Unique Value Proposition

The technology offers high quality and high-resolution climate risk information for the entire world, quantified in financial and operational metrics. A key value proposition is the ability to compute proper portfolio risk across the globe. This is possible due to the unique computational architecture: generating millions of stochastic extreme events, each of which propagates to complex hazard intensity footprints, which propagate further to impacts on physical exposures. These simulations can capture impacts to multiple assets by the same events, as well as risk correlation and clustering across portfolios. Tests have shown that alternative methods overestimate portfolio risks by up to 400%. Other solutions which utilize event sets also have limited geographic coverage (eg: USA).

This product also considers the impact of climate change. No other known product provides the comprehensive coverage which includes risk from future climate change scenarios.

The technology is underpinned by machine-learning enhanced datasets. The digital-elevation model (DEM) used is high-resolution (30x30m) and is the lowest average and standard error among known global DEMs.
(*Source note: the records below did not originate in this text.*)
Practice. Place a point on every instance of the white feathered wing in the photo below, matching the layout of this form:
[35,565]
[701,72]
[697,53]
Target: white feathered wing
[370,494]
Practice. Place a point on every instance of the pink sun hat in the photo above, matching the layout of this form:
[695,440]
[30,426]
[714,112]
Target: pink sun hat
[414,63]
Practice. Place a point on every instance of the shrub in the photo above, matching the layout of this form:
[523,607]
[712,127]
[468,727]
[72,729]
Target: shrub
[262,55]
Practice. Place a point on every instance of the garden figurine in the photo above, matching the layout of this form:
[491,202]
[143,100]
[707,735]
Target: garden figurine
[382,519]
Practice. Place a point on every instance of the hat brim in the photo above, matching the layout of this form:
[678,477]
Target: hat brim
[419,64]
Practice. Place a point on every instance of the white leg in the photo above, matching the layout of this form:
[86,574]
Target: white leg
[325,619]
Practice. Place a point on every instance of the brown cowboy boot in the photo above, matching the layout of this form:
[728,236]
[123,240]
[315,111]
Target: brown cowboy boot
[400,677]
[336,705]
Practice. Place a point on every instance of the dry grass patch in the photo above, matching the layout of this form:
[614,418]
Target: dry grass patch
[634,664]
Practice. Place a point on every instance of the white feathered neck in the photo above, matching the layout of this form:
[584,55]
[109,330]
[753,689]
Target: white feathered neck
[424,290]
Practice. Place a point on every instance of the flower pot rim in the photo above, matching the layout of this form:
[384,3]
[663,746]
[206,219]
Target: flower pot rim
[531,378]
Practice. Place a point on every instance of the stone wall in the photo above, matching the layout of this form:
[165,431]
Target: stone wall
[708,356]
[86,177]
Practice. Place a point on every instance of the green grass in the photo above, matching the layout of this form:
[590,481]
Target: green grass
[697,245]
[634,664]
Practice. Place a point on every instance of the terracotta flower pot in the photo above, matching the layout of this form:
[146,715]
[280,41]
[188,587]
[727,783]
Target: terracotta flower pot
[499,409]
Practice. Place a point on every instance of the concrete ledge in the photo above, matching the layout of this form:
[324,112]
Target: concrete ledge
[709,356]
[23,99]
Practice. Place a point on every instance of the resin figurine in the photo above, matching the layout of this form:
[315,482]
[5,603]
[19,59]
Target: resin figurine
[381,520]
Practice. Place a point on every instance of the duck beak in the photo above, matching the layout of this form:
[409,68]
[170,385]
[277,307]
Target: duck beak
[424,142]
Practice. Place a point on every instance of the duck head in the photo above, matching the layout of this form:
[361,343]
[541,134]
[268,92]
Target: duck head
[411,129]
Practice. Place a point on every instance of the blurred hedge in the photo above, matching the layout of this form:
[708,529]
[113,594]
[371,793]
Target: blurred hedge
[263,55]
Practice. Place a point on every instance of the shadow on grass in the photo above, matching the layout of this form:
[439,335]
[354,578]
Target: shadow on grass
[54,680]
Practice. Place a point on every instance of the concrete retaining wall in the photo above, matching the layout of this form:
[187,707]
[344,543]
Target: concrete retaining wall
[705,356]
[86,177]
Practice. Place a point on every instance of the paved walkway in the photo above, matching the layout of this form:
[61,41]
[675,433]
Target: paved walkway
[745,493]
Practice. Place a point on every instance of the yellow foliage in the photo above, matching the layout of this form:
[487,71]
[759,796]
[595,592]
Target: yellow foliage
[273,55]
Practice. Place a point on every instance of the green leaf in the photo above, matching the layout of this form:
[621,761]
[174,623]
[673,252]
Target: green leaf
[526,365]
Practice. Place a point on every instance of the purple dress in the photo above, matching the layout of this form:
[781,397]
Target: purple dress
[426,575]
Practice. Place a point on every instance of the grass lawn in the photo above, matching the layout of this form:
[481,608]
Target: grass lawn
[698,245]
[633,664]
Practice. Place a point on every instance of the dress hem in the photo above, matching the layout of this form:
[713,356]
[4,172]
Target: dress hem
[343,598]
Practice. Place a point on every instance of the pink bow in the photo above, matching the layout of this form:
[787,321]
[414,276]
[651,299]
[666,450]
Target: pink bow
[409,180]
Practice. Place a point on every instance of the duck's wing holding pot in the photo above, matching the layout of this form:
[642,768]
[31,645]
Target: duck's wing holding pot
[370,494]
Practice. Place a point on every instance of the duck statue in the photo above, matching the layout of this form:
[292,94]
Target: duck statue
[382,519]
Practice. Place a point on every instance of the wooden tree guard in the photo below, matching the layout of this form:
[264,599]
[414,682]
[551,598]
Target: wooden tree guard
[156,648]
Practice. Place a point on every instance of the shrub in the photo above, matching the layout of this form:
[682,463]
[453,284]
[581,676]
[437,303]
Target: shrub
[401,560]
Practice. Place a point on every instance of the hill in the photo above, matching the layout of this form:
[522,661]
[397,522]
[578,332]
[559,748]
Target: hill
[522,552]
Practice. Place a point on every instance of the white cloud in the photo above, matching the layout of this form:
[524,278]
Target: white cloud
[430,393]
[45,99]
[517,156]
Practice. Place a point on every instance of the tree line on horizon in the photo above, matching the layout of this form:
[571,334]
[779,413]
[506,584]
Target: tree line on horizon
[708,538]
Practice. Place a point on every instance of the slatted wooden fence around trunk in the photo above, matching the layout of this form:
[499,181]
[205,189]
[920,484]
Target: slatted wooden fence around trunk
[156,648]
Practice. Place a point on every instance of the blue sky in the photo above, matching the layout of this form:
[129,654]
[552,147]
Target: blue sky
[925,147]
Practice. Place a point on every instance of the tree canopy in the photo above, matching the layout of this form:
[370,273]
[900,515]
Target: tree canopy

The risk outputs from the models are precisely attributable. Unlike black-box models in the market, this product can pin-point the specific sources of risk and uncertainties. For instance, it can determine whether a building's flood risk stems mainly from flood intensity or the building's inherent vulnerability. The sources of uncertainty can be queried and areas where data-refinement can reduce the uncertainty can be identified. This is useful for purposes of auditing results, or for better targeting strategies for risk reduction.